The first query gave me all the disk space event logs would take (without a replication factor). I checked and found out that the replication factor is 3.
Multiplied the values with 3 and got the total disk space required by each index (With replication).
Now, I took the second query and got the total number of days from which the first indexing happened for an indexer.
I got the total number of days for which indexers are being used by by substracting with current date.
Now, I took the average disk required by dividing the two outputs and estimated the disk spaces for the next 3months, 6 months, 9 months and 12 months.
Hope the way I took is ok.
Regards,
Abhishek Singh
In my testing, the first query more closely matches the result from the internal index.

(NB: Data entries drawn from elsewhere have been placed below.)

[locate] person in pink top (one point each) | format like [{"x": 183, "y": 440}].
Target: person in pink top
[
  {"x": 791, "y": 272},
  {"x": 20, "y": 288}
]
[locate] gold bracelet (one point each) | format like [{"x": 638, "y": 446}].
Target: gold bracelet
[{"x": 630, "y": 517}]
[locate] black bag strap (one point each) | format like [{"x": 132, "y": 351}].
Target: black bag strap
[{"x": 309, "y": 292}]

Of course, it does not work at all on metric indexes.
Thanks @richgalloway !
I asked a guy to check the cloud monitoring app and it seems that the Query 1 is closer to the ingested volume of data that is shown in the app.
I have a follow up question. If I need to calculate how much disk space will be required at server level, what all factors do I need to check. I believe that there is something as a multiplication factor(for replication of data) which determines the space taken by the data. What all other factors do I need to take care before coming to a conclusion?